Depending on the nutrient ion in question, uptake into the root symplast—that is, the cytosol—has to be either energised or not. The plasma membrane potential of plant cells is negative (around -150 mV), owing largely to the proton pumping activity of H⁺-ATPases. Thus, cations such as K⁺ or Fe²⁺ can in principle move passively into the cytosol along an electric potential gradient through channels or uniporters. In contrast, anions such as phosphate, nitrate and sulphate enter a root cell against a potential gradient. This is enabled by H⁺-coupled symport (Figs. 7.8 and 7.10). Conversely, efflux out of the symplast into the apoplast for xylem loading requires energisation for the cations and is energetically favourable for the anions.

One of the hallmarks of plant mineral uptake is the existence of multiphasic uptake systems with varying affinities, as classically shown for K⁺ (Epstein et al. 1963). Depending on the concentration in the soil solution, low-affinity or high-affinity transport systems with affinities in the millimolar or micromolar range, respectively, are in operation (Fig. 7.12).

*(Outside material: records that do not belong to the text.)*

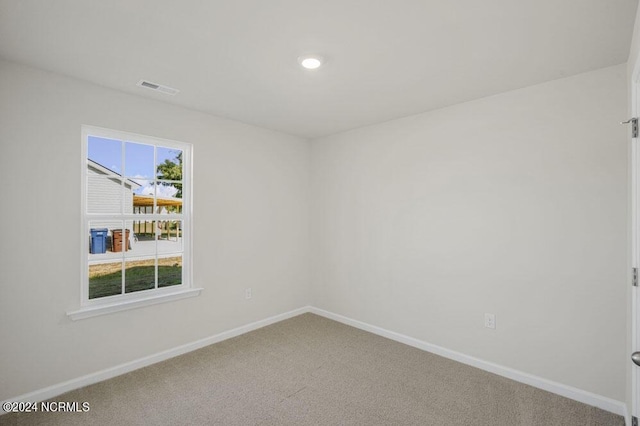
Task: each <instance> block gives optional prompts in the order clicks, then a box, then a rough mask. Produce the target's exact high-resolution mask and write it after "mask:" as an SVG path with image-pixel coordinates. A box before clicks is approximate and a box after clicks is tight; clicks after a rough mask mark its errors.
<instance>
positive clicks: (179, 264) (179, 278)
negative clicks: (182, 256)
mask: <svg viewBox="0 0 640 426" xmlns="http://www.w3.org/2000/svg"><path fill="white" fill-rule="evenodd" d="M180 284H182V256H174V257H166V258H160V259H158V287H169V286H172V285H180Z"/></svg>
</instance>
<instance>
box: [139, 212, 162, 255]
mask: <svg viewBox="0 0 640 426" xmlns="http://www.w3.org/2000/svg"><path fill="white" fill-rule="evenodd" d="M156 226H157V225H156V222H155V221H153V220H150V219H146V218H144V217H140V219H136V220H134V221H133V232H134V235H135V237H134V244H135V246H136V247H135V248H134V249H135V250H139V248H138V246H139V245H140V244H141V243H145V242H149V241H151V242H153V241H154V240H155V236H156V228H155V227H156Z"/></svg>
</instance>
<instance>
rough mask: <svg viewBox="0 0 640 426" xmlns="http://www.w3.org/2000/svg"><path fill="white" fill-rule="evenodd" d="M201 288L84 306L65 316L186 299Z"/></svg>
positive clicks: (73, 311)
mask: <svg viewBox="0 0 640 426" xmlns="http://www.w3.org/2000/svg"><path fill="white" fill-rule="evenodd" d="M201 291H202V289H201V288H190V289H187V290H180V291H176V292H174V293H166V294H160V295H155V296H150V297H148V298H145V299H139V300H130V301H125V302H118V303H111V304H108V305H96V306H86V307H84V308H80V309H78V310H77V311H70V312H67V316H68V317H69V318H71V319H72V320H73V321H76V320H79V319H85V318H91V317H96V316H98V315H107V314H111V313H114V312H120V311H126V310H129V309H136V308H141V307H143V306H150V305H156V304H158V303H165V302H170V301H172V300H180V299H186V298H188V297H195V296H199V295H200V292H201Z"/></svg>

Fig. 7.12. Multiphasic nutrient uptake systems. Usually two types of uptake systems for nutrients such as K⁺ can be expressed in plants, depending on availability and the physiological state; a high-affinity system is induced when nutrient availability is limited, and a low-affinity system operates when the nutrient supply is good

Fig. 7.13. Nutrient acquisition by the plant root is dependent on families of transporters differing in affinity, expression level and localisation. The example of nitrate is shown. Both uptake and efflux activities are involved in supplying nitrate in the right concentrations to roots and—via the xylem—shoots. Ovals represent members of the low-affinity NRT1 transporter family; rectangles represent members of the high-affinity NRT2 transporter family. The storage of nitrate in root cell vacuoles is not shown

As for enzymes, the affinity for the substrate is expressed as a K_M (Michaelis-Menten) value—that is, the substrate concentration at which the transport rate is half maximal. Typically, a plant possesses several isoforms of both low-affinity and high- affinity transporters, which vary in localisation and timing of expression (Fig. 7.13). This applies to both monocot and dicot plants.